I don't have the hardware setup to actually test this, but looking at your code and your config files, it looks like in both cases a local instance of the dtc object is created. One way that you can verify this is to run it locally, as when it seemed to be working, and then call
RemotingServices.IsTransparentProxy on the dtc object. If RemotingServices.IsTransparentProxy returns false, the instance is local.

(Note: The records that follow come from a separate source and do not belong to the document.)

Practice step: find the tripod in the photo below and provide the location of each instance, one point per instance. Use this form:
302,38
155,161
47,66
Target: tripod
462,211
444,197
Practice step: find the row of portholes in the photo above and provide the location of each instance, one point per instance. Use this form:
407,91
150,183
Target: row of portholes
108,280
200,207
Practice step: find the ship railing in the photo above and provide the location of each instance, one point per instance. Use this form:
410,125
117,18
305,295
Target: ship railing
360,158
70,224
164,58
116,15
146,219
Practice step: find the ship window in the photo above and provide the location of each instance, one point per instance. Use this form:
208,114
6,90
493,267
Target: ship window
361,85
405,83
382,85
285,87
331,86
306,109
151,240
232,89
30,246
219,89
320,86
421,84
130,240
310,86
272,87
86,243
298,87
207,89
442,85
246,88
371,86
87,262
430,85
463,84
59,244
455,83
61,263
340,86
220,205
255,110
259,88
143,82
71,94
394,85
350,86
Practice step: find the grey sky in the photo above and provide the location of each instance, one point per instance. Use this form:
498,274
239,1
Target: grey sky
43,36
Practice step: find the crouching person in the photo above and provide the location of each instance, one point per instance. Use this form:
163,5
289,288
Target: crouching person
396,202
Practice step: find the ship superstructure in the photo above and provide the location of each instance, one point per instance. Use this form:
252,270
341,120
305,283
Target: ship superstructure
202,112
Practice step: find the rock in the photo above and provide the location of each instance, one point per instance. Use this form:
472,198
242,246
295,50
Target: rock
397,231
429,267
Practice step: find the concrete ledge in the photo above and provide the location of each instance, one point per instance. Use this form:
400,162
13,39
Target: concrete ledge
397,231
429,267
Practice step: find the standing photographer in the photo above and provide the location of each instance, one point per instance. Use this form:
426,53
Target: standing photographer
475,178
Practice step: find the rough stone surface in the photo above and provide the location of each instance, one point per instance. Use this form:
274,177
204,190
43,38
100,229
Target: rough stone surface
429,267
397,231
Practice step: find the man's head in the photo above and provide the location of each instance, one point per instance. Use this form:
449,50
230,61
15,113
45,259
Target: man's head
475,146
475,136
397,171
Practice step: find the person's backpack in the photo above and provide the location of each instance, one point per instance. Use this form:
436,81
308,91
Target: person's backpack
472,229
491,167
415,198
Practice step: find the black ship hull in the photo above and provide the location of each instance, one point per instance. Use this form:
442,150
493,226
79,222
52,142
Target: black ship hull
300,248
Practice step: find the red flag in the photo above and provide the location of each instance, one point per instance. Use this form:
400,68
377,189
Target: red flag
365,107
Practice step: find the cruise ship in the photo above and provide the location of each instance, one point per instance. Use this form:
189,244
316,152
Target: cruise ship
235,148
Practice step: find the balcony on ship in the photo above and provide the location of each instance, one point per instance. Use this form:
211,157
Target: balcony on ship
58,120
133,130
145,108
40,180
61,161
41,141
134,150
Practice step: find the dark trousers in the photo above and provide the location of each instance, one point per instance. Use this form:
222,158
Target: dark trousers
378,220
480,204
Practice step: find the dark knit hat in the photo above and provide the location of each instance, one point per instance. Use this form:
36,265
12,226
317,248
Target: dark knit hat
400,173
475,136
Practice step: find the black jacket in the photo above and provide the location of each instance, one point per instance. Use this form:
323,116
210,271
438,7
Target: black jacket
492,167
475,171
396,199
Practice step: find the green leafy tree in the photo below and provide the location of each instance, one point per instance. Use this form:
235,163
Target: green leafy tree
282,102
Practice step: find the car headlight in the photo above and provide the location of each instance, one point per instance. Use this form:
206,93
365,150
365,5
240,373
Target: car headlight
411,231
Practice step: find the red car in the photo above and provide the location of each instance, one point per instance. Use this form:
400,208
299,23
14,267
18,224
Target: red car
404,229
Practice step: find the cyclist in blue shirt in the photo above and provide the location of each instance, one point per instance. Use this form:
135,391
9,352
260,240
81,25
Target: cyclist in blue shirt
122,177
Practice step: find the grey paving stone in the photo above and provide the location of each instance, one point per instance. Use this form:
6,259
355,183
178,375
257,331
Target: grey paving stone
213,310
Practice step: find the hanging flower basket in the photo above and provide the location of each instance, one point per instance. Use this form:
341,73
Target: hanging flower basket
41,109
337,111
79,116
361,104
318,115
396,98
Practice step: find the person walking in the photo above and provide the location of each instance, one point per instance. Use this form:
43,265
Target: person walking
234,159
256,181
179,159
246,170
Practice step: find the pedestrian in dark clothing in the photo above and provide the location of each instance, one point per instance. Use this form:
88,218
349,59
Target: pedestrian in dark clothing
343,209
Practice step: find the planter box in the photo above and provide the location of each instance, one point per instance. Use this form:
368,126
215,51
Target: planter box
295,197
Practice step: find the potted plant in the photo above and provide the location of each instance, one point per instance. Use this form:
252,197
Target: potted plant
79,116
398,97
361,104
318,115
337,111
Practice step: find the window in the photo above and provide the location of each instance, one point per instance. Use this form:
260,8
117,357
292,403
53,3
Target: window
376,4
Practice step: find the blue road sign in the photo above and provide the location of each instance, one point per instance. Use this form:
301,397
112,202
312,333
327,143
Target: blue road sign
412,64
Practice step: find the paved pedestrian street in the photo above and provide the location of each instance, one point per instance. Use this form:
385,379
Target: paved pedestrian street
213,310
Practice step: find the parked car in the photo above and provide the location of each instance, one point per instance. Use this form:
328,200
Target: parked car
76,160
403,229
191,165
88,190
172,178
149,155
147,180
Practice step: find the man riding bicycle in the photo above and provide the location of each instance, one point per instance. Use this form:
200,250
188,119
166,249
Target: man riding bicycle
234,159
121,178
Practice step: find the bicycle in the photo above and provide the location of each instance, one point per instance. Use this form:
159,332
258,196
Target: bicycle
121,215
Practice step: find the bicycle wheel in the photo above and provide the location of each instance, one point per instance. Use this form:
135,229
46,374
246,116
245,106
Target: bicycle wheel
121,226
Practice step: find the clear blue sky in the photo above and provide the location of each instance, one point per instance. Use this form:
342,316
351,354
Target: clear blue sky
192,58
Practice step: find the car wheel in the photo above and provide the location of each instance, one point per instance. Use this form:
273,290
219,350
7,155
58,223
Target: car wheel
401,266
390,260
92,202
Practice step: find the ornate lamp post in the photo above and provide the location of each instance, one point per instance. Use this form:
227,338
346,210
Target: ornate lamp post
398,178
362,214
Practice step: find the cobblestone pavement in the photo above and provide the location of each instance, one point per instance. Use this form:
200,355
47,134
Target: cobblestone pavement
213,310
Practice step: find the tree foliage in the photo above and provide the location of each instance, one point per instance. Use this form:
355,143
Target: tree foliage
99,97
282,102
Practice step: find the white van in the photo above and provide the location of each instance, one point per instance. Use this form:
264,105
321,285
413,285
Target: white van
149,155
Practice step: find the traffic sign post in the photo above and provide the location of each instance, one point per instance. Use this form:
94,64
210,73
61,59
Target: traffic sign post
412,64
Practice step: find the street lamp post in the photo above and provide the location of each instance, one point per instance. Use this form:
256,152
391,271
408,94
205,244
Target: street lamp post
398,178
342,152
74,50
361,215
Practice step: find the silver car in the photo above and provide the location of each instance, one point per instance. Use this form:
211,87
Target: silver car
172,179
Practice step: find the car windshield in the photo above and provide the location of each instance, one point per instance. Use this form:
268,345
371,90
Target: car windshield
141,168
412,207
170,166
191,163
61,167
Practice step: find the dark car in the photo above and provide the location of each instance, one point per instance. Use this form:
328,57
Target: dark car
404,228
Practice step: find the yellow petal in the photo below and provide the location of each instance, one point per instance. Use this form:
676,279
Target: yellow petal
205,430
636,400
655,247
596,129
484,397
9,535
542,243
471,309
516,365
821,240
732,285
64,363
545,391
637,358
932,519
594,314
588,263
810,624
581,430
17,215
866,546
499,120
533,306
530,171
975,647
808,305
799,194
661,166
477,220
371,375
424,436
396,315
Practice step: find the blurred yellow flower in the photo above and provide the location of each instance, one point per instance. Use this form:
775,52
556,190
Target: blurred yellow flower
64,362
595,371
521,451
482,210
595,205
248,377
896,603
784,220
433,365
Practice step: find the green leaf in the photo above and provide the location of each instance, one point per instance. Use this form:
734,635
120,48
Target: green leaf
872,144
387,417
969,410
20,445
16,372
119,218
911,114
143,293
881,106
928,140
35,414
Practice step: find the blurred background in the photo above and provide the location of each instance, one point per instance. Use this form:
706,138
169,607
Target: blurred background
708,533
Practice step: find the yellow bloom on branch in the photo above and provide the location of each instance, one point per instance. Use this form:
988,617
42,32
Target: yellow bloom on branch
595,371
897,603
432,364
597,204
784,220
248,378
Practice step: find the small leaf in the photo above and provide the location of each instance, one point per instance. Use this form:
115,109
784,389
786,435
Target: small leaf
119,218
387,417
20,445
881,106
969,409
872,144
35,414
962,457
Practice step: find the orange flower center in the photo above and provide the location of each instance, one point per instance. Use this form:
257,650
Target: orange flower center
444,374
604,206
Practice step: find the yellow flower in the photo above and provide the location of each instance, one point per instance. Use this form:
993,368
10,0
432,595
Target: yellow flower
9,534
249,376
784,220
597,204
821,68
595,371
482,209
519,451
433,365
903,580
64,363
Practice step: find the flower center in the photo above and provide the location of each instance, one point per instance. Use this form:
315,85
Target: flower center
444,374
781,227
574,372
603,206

The main problem that I see is that you're configuring a server-activated object, but then attempting to create the object with a non-default constructor. Check out the MSDN article
Server Activation for more details. In particular, from the first paragraph:
"Only a proxy is created in the client application domain when a client requests an instance of a server-activated type. However, this also means that only default constructors are allowed for server-activated types when you use the default implementations. To publish a type whose instances will be created with specific constructors that take arguments, you can use client activation or you can dynamically publish your particular instance."Since you were configuring your object to be a server activated singleton, I'm guessing that changing to client activation is not going to work for you since this could enable multiple instances on the server. I think your best option will be to create the dtc object on the server and then publish it via
RemotingServices.Marshal. If you really want server activation but with the ability to pass constructor parameters from the client, another option would be to create a singleton server activated dtc factory object, get a reference to that from the client, then call a factory method on this object with your parameters to get your remote dtc objects.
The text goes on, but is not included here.